Even the extended time the Cerritos takes to orbit the station mirrors the grandiose opening sequence of Deep Space Nine that gives the audience a view of the majestic pylons with the theme resonating in the background and steals it for its own. Why? To remind them of the wonder of this station, positioned closely to a stellar phenomenon of such power like the wormhole to the Gamma Quadrant.
There’s a pause while Commander Ransom orders the helmsman to take it around one more time to make it seem like “we’re in awe of the pylons,” helps remind the audience that we’re in a Lower Decks episode after all.
“I really wanted to make a Deep Space Nine episode,” McMahan says. “It had to have a Deep Space Nine flavor. I’m a huge fan of Deep Space Nine, and I’m a huge fan of Quark and Kira. But at the same time, it had to also be a good Lower Decks episode.”
THE ORION/WORF CONNECTION
“What I liked about this story was that every Lower Decker has something going on – but I really liked Tendi’s story,” he says. “We wanted to make Orion culture less mono-cultural and this was a chance for Tendi to run into an Orion (Messk) who didn’t even grow up on Orion but who wanted to appear to be Orion. Obviously, this is a huge callback to Worf for me, as he obviously didn’t grow up on Kronos, [but it]was really important to him to fulfill all these cultural obligations he had as a Klingon. It’s a little bit of a reverse of that. Because she has those values but the guy she meets doesn’t know anything.”
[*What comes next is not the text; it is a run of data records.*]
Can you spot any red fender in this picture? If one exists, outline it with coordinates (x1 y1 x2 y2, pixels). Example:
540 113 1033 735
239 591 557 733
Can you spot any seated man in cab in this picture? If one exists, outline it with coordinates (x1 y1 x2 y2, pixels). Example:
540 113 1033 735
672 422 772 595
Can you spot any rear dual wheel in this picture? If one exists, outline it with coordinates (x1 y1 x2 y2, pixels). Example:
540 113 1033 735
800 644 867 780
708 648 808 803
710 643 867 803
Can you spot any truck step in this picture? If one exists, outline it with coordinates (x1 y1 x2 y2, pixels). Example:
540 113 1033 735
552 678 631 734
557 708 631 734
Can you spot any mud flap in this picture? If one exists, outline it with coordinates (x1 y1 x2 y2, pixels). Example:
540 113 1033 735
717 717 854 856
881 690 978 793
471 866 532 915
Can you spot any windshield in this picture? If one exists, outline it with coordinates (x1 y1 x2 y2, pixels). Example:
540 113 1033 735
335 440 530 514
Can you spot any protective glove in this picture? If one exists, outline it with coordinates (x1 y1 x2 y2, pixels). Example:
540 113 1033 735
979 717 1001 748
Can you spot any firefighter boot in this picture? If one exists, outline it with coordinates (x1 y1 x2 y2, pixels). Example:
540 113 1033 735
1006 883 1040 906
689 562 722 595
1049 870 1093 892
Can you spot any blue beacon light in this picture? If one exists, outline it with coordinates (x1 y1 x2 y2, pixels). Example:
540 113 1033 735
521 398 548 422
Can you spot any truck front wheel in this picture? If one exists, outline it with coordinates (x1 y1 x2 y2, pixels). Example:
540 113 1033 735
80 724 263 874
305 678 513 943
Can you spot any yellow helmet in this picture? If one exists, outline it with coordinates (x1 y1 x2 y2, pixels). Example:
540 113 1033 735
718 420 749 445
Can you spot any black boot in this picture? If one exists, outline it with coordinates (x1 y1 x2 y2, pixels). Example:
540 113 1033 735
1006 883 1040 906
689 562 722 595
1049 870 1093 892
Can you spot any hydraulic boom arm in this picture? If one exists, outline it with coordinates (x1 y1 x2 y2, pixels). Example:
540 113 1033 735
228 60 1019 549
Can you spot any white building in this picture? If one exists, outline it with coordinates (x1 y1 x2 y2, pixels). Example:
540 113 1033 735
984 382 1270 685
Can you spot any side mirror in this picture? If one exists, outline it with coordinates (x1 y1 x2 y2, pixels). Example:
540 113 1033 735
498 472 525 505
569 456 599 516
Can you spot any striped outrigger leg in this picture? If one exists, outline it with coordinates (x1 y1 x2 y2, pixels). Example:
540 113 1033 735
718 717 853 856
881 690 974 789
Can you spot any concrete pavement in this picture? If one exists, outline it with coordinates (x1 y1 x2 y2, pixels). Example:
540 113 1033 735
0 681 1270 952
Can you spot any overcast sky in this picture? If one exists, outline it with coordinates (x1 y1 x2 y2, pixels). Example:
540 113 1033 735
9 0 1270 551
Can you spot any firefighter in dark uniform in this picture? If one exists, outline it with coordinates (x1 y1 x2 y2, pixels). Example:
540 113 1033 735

The apparent past history in the Bajoran Resistance between Kira and Shaxs not only gives the audience a sense of a new backstory between these two characters but it also is a huge callback to the Cardassian Occupation. Shaxs, seeing the station’s pylons goes one step further and can’t help but express the Bajoran hatred of everything Cardassian by mocking the architecture.
Seeing objects like raktajino mugs in different shots, Cardassian computer consoles in the background, and watching the Lower Deckers interact with all these places and characters makes us recall what a thoroughly different series DS9 was from Star Trek: the Next Generation.